Was der namenlose Poet/ Künstler mit einem ihm unbekannten Publikum anfängt, allein das zeugt von der Qualität seines Tuns.
Selbstorganisation ist das Zauberwort. Diese funktioniert nur, wenn sich Künstler/ Poeten als Interessengruppe begreifen (jenseits aller existierenden Vereine, die durch Spartentrennung eher noch entsolidarisieren) und sich ein eigenes Netzwerk schaffen, in dem Werke eigenverantwortlich produziert und distributiert werden.
Die Schaffung eines unabhängigen, dezentralen, unkommerziellen künstlerisch-poetischen Netzwerkes ist ein gesellschaftspolitisches Ereignis erster Güte. Auch dieses Ereignis wird keine Kriege verhindern.
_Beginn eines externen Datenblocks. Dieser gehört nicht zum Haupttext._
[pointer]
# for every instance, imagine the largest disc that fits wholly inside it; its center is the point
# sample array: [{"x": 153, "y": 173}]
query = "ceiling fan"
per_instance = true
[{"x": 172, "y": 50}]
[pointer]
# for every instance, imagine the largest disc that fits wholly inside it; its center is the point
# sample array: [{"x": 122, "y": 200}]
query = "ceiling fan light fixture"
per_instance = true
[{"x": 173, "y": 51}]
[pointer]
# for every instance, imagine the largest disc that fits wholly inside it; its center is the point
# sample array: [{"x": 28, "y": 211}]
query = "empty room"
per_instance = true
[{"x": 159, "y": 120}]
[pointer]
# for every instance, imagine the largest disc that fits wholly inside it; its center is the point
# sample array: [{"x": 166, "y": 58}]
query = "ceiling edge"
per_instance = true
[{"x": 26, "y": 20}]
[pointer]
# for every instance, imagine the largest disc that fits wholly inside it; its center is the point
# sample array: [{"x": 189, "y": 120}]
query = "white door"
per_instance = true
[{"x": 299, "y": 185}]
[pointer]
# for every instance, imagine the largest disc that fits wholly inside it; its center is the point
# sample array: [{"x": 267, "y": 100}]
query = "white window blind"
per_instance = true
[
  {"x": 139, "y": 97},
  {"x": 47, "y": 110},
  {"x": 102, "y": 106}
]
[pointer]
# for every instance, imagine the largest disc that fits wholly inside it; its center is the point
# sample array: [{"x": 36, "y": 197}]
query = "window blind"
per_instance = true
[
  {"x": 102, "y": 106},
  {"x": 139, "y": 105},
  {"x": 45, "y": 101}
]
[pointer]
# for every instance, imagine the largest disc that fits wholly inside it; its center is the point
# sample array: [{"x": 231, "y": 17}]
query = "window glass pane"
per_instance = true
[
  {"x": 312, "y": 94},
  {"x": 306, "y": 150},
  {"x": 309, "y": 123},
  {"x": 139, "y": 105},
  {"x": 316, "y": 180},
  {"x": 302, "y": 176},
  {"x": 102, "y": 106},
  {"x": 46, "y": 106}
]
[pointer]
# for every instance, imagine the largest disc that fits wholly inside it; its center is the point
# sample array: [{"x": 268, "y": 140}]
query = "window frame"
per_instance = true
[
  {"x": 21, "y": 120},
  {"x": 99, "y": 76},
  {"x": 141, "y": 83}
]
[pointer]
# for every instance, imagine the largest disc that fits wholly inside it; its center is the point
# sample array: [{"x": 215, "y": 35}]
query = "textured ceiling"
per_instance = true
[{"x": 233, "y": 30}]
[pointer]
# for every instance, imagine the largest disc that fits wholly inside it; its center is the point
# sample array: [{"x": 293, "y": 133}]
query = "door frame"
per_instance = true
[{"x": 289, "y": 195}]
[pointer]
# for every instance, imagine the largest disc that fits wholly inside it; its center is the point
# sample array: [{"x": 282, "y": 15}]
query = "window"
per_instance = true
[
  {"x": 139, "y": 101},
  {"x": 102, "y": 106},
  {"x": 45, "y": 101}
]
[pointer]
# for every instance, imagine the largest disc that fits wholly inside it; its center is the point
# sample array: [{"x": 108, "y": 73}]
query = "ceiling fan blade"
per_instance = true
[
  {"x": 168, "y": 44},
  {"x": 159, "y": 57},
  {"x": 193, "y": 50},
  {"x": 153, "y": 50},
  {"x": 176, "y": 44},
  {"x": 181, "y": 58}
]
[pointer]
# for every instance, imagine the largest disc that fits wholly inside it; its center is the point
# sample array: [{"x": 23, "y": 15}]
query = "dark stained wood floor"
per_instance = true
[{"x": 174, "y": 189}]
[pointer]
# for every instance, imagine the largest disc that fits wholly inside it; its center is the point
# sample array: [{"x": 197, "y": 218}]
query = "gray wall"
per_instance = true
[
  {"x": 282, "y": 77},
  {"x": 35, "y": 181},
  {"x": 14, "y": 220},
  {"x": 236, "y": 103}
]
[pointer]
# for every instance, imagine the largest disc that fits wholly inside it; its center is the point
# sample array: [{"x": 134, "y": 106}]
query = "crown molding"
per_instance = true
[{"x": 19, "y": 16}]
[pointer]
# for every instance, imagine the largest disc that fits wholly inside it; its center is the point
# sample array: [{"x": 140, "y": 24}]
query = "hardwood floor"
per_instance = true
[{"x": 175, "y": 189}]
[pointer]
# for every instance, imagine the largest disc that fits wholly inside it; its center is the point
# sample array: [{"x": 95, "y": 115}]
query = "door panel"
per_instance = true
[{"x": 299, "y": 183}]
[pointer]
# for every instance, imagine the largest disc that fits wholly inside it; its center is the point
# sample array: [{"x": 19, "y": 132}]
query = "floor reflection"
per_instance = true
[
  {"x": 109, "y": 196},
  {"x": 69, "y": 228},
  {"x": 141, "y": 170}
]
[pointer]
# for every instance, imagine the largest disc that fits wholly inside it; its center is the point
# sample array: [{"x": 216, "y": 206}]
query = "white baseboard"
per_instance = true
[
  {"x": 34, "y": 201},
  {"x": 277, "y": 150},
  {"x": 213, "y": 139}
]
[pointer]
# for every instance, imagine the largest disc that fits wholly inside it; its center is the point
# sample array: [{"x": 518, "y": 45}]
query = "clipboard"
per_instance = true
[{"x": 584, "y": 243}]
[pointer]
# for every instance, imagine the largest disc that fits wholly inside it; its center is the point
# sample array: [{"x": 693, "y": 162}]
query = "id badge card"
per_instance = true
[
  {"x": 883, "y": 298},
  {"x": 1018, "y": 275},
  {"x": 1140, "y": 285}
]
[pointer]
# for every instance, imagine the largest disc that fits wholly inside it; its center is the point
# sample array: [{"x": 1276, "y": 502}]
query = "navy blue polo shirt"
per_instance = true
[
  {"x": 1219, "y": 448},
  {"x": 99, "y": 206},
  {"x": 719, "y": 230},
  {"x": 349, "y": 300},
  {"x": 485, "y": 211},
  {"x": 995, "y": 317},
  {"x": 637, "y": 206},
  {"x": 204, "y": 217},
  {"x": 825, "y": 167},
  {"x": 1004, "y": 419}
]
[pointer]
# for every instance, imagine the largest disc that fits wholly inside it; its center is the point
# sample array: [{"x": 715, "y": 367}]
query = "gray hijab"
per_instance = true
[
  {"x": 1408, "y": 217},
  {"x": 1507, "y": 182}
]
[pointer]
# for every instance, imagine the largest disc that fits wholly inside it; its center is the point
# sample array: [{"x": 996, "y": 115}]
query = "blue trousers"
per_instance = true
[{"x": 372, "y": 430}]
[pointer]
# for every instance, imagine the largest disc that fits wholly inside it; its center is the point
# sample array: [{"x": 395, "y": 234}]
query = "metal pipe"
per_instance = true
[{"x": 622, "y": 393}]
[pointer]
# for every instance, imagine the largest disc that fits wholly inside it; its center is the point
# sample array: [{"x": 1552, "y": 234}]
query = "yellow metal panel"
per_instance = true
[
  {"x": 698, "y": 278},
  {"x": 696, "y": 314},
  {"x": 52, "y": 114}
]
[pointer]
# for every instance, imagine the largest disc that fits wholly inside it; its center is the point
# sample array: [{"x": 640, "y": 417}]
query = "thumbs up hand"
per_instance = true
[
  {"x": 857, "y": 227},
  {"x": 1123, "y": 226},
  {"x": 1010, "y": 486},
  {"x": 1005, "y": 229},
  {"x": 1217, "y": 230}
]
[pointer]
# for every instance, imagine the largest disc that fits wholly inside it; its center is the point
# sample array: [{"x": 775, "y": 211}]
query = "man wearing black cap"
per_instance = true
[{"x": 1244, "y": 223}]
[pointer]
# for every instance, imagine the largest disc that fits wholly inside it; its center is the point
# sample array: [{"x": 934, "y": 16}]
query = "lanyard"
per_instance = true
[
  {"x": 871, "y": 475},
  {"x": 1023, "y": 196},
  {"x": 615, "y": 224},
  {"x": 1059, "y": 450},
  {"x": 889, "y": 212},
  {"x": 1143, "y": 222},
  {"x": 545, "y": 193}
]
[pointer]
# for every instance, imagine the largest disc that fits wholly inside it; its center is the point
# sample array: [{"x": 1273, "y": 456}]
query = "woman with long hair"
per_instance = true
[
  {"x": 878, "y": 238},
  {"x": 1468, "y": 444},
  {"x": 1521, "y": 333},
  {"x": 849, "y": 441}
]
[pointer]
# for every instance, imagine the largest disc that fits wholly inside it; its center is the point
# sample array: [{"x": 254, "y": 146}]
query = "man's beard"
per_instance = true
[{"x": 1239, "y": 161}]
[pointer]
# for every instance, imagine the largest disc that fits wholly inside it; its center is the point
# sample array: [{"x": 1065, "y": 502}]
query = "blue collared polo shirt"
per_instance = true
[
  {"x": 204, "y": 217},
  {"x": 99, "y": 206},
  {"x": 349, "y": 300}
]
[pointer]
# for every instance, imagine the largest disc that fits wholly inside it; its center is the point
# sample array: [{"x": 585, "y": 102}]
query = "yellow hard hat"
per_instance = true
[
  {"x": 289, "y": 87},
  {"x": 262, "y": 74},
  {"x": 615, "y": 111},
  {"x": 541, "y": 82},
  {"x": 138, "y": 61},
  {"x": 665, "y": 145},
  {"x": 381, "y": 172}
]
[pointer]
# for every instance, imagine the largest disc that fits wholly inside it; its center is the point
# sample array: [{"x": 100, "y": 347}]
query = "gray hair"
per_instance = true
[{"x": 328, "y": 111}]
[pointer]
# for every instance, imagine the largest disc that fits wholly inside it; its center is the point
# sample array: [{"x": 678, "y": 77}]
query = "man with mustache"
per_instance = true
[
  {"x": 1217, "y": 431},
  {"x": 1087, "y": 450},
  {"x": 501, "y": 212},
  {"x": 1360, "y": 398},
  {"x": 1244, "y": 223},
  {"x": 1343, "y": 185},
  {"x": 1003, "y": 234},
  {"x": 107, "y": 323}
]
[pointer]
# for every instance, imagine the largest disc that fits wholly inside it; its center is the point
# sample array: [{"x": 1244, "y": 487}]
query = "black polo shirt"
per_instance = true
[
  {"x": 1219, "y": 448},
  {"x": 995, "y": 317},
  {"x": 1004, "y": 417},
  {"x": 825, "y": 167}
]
Aber es kann zur Solidarisierung von Mensch zu Mensch beitragen.
Wichtig bei der Schaffung eines solchen Netzwerkes ist es, daß es prinzipiell offen ist, zwar regional organisiert wird aber flächendeckend, landesweit und international agiert bzw. sich mit anderen Netzwerken weiter vernetzt. Wichtig sind überschaubare Strukturen. Daher lieber viele kleinräumige Netzwerke die wiederum lose miteinander verknüpft sind.
Die Gefahr einer nur regionalen Selbstorganisation liegt auf der Hand. Die fördert den Wettstreit der Regionen, führt zu Abgrenzungsversuchen und dazu, als regionale Kleingruppe nicht ernst genommen zu werden.
Zum Netzwerkgedanken gehören die Knotenpunkte. Denn nur lokal, regional können wir wirklich und sichtbar etwas bewegen. Hier findet die konkrete Arbeit statt und das konkrete Ergebnis läßt sich besichtigen. Genauso wichtig sind aber die Fäden von Knotenpunkt zu Knotenpunkt. Dazu muß nicht jeder Knotenpunkt im Netzwerk mit jedem anderen Knotenpunkt direkt verbunden sein.
Wichtig ist, daß zwischen diesen Knotenpunkten Austausch geschieht, daß die Kommunikation funktioniert.